A social networking tool made available to every schoolchild in Scotland has been infiltrated by graphic content, drug pushers and individuals identifying themselves as paedophiles.
An investigation by The Courier has revealed shocking oversights in the rollout of Yammer — a Microsoft application available as part of Glow, Education Scotland’s national “digital learning platform”.
The tool allows every school pupil and teacher in Scotland — and by extension anyone with access to their home computer and password — to connect with one another.
It means sixth year pupils in Shetland can exchange private messages with primary children in Dumfries and access their full name, school, entry year, groups they follow and email account.
Within minutes of accessing the application, The Courier was able to uncover conversation threads where drugs and alcohol were being offered to young children, along with addresses for where these could be purchased.
In one instance, an individual with a misspelling of the word paedophile in his username was seen asking young girls for the location of a sleepover and offering to bring a variety of illegal substances.
He later wrote to another profile: “Come to mine. Drugs, alcohol and ice cream supplied.”
The user has now been suspended. However, the conversation threads and a Google map, presumably to the individual’s home address, remain openly accessible.
Other profiles were seen to be sharing bloody and violent horror images, including one with a mock severed hand.
A spokesman for NSPCC Scotland said steps must be taken to ensure children “are not putting themselves at risk and that they are not able to share or be exposed to inappropriate content”.
He added: “It’s vital that the Scottish Government and Education Scotland look at how this content is being moderated to ensure the safety of younger users.”
Education Scotland acknowledged in their own privacy impact assessment that there “may be a greater likelihood of inappropriate content and behavior “following the introduction of Yammer to the Glow platform”.
However, the system’s “keyword monitoring facility” — designed to flag up concerning terms in private or public conversations — appears to be unable to recognise even slightly modified spellings of concerning phrases.
In another section dealing with worries that “learners could be identified and located by someone who would wish to do them harm”, it is written that stakeholders had decided “the educational benefit of this functionality outweighs the risk”.
Large numbers of parents were reportedly not made aware that their children had been signed up for the social networking tool or asked permission for their information to be shared.
Every schoolchild in Scotland has been enrolled in the service but it is understood a number of institutions have already prohibited any further rollout to their pupils.
Access to the platform was temporarily suspended over the weekend after Education Scotland were approached for comment.
A spokesman said: “Yammer is part of Office 365 and the decision to use Yammer, and the moderation of the content subsequently produced, is for the local authority using Glow.
“The decision to give pupils access to the system rests with the relevant education establishment and local authority, and it would be for them to decide on seeking parental consent.
“Education Scotland provides reactive moderation of the Yammer site via the ‘report a concern’ button.
“In addition to lists of inappropriate words and imagery, which are constantly being updated, we are also exploring further options and tools which will enhance the moderation facilities for Yammer.”
Cyber security expert calls for more proactive monitoring and information for parents
A leading cyber security and privacy expert has hit out at the lack of proactive monitoring and dearth of information given to parents about the social networking tool.
Dr Xavier Bellekens, a lecturer at Abertay University, insisted security and privacy must become the “centerpiece of the design” of any system being used by children.

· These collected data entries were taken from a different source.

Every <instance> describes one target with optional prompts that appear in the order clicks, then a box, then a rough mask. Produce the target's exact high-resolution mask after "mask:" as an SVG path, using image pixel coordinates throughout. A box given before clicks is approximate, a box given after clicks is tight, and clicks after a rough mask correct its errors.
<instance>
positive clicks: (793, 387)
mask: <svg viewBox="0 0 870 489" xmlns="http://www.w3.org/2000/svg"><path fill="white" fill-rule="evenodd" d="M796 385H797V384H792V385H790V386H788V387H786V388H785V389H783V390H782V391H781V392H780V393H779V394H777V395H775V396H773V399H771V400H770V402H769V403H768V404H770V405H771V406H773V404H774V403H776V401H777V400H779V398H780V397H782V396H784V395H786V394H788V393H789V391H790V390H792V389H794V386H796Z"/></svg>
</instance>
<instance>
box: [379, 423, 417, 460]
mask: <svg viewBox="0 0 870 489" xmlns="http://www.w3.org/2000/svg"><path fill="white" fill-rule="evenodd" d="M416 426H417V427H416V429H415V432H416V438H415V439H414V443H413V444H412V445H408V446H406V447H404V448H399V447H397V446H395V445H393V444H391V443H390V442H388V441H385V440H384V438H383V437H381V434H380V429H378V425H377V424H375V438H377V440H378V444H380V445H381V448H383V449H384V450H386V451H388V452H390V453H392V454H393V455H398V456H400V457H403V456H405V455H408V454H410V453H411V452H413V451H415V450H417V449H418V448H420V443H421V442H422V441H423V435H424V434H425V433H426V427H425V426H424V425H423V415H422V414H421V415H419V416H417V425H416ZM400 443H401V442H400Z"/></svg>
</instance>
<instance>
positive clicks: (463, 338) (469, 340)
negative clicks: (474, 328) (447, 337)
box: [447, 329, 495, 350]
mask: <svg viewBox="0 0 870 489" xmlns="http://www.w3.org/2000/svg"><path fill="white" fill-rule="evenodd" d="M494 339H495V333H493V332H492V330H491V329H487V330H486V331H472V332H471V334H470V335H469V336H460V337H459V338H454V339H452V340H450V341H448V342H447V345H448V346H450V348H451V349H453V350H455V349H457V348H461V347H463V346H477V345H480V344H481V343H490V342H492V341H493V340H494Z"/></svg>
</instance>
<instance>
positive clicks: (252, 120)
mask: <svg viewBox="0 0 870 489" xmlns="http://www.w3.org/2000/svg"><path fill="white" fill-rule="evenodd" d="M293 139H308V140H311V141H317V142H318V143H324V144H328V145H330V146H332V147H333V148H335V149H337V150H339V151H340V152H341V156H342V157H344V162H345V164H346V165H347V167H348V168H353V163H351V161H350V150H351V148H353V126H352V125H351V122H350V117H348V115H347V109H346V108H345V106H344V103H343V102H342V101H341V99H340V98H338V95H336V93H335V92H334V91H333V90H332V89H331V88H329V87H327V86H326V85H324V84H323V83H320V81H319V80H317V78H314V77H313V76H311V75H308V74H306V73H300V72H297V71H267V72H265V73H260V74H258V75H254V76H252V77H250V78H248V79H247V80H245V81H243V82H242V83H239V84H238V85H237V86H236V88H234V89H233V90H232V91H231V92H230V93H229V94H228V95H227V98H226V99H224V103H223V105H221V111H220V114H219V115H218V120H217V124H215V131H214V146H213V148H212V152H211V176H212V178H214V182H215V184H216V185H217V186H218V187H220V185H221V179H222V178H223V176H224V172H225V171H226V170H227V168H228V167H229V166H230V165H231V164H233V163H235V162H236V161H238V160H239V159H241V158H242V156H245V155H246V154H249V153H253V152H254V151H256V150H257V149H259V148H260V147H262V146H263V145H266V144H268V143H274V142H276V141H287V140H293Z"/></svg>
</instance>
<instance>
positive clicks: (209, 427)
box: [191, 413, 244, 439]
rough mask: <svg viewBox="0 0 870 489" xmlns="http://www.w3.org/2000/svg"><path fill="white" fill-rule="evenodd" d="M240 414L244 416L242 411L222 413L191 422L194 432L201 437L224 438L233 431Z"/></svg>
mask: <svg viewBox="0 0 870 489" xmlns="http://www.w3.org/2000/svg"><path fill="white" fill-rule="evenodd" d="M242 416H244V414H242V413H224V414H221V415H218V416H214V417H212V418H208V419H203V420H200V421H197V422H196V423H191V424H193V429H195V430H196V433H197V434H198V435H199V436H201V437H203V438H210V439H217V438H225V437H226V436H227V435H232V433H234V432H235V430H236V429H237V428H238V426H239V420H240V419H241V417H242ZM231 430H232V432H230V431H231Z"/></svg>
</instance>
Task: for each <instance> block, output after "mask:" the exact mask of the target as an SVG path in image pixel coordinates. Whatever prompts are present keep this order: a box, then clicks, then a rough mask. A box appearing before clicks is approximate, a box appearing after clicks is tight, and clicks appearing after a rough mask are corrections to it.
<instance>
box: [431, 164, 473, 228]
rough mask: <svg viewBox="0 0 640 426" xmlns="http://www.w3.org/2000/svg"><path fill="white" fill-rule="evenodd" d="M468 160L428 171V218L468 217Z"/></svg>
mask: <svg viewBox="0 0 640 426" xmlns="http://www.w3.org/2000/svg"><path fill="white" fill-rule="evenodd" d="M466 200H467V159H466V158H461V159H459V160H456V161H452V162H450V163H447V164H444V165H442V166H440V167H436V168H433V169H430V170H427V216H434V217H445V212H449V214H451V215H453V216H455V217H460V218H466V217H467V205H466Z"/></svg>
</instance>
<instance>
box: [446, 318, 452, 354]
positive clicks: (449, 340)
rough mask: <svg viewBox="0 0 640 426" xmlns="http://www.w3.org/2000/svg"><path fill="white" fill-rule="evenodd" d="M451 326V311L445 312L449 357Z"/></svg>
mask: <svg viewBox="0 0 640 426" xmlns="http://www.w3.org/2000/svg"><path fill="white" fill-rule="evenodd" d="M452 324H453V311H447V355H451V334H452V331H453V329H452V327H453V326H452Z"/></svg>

He said: “I was surprised by Education Scotland, to have this monitoring process be based largely on keywords.
“I would have thought there would be much tighter monitoring and that the children would be segregated into their own specific session.
“People need to be aware that it is very difficult to filter content. When you design a system for children, the users and the content need to be very well separated.
“Of course, many companies are struggling to filter out inappropriate content but filtering by keywords is not the way to go.
“The moment you provide a system to children, their security and privacy must become the centerpiece of the design because they cannot be expected to control that for themselves.
“I would like to see, in a system like this, more privacy options to make sure information is more restricted to specific groups and conversation metadata is more available to teachers or parents.
“You must have this kind of pro-active approach any time a child is involved. There is a duty of service for any provider to its users.
“There should clearly be more information made available to parents on how their children are being protected and to outline the rights they have.”
Parents ‘staggered’ by what pupils can access
One parent of children in the Dundee area said they were “staggered” by the content available to primary school-aged children.
“I wonder how many parents are actually aware of just what can be accessed by their children through Glow,”he said.
“My child pointed out a post that he thought was inappropriate so I began to take a look myself and within just a few minutes could see posts referencing everything from discussion of drugs to paedophiles.
“You can also see the details of school children all over the country — it is frightening.
“I really don’t think parents are being made adequately aware of the amount of information available.
“Schools and the education authorities have an absolute responsibility to treat the safety of our children with paramount importance and I think the use of this kind of software for young children is questionable at best.
“If you asked a hundred parents of primary school children I wouldn’t be at all surprised if the vast majority were unaware of some of the content their children are able to access through this school-sanctioned utility.”